Viewpoints | May 08,2021
January 11 , 2020
By Eden Sahle ( Eden Sahle is founder and CEO of Yada Technology Plc. She has studied law with a focus on international economic law. She can be reached at firstname.lastname@example.org. )
It can be frustrating to lead our lives in constant comparison of ourselves with people who are more successful, talented and wealthier. Trying to discredit them, maligning them and attributing their success to nothing but sheer luck are some of the few coping mechanisms we use.
What is infrequent in Ethiopia is celebrating someone else’s success and trying to get to where they are in a healthy way. We mostly just get envious and intimidated. We avoid these people as much we coan, missing out on the great connections across our career paths, because we are not secure enough to honour and cheer them on.
In the social media era, life is being defined by the context of the few. This in turn results in prejudice and confusion. We end up undermining personal achievements and goals. In comparing ourselves to them in an unhealthy manner, we invite instability and unhappiness. It leads us to assume that we are not capable of overcoming our personal challenges.
A generation pampered by social media is putting unhealthy pressure on itself for the sake of being accepted by crowds. Most reconfigure their entire personality and approach depending on the person or the people they are dealing with. Most convince themselves that it is best to stand with what most believe instead of standing for what they believe in.
A great number of people look down on themselves, because their life is not like the people they observe online. These people assume that they will not be happy with themselves until they have reached the stage their social media friends have reached. But the race to try to become someone else never ends but becomes damaging, because there will always be someone more accomplished and successful.
The good thing is that we all possess a great deal of natural talent, which makes our life diverse and interesting. Nevertheless, if we bury our talent, we do not just lose but also destroy ourselves. Our mindset must shift in order for us to be able to see how to act in a way that can address our needs and how to accomplish them.
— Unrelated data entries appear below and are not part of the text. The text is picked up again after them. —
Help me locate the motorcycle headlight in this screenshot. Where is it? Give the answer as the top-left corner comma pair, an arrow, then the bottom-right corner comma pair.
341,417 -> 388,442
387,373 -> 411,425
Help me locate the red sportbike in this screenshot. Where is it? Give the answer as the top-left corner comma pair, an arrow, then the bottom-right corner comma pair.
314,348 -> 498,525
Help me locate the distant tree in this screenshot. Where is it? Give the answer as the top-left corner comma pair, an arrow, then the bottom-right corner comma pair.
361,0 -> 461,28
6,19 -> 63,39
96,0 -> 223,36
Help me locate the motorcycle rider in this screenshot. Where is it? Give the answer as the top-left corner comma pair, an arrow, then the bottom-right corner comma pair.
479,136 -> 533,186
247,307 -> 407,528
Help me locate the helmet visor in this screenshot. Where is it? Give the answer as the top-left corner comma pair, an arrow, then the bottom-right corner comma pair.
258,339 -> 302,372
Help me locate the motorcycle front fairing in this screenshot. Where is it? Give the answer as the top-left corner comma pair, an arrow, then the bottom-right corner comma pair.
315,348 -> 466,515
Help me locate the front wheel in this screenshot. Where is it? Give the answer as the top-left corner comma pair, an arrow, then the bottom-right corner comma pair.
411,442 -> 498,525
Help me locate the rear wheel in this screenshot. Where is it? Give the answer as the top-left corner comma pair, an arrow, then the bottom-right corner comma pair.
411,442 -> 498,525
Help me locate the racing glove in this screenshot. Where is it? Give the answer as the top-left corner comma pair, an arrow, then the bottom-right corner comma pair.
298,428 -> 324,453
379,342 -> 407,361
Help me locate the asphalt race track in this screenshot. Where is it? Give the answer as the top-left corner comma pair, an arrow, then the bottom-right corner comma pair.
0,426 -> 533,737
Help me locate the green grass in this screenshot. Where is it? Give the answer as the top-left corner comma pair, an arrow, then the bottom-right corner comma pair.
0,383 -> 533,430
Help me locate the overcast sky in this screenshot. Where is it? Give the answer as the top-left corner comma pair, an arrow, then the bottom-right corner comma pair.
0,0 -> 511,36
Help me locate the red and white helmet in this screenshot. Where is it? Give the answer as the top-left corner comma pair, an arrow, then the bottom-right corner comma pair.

Humans are capable of navigating the delicate balance between learning from others to becoming them. In our lives, we are in the driver’s seat. While we take valuable advice and wisdom from the experienced, it should be we who write our live's agenda and how to direct it to the right path.
It helps us to expand our personal notions and plans for life. It helps us to find meaning and fulfillment in life using our personal talents.
No doubt, it is never easy to focus on our personal life goals. We compare ourselves in many ways, which sometimes makes it is easier to discredit our ideas and plans. This is a common pattern for many. Our deepest personal needs are ignored and replaced by what others think of us or perceive our ambitions in life to be. Without realising it and by just looking to others, we find ourselves in emotionally wrenching quadrants of dissatisfaction.
Fortunately, there are people from whom we can learn. These people are all around us, and we can identify them with how content they are.
Such people are amazed at how full of ourselves most of us are. They are sad to see that we allow money to define our lives. They are amazed at how we find it impossible to show appreciation for those who matter most to us. They are shocked at our superstitions, our worries and our identity politics.
These people feel great about themselves and what they have achieved in life. They are grateful for their families who helped them thrive in life and have gained the mental resilience to withstand many kinds of difficulties.
Unsurprisingly, these people see the importance of knowing a few people deeply rather than knowing hundreds of people superficially. They have found gratitude in the old norm of smiling and greeting passersby. They respect people even when they do not agree with them.
To be true to ourselves, we need to transform ourselves. This will not be easy. We need to free ourselves from the flawed perception that some are more or less human than us, that social media barely reflects society and that the consumer culture is leading us into buying stuff that we do not need.
We usually overlook the pleasure of the small things, like a beautiful sunset. Chasing others people’s ambitions costs us a great deal, even failing to appreciate the currency our talents could have bought us. Personal growth comes through a series of well-mapped learning stages from mental infancy to the highest stages of mental adultness.
When such transformations take root, we no longer see people as a threat but as supporters of our personal development. We organise the relationship between “us” and the “world” in a constructive way. We realise our individual experience bursts with creativity every day.
The presence of talent in each of us should not be wasted. It was granted to us to use effectively and to benefit from. Using our gifts means dissolving unwanted influences by being loyal to our life goals and priorities irrespective of what is going on in our surroundings.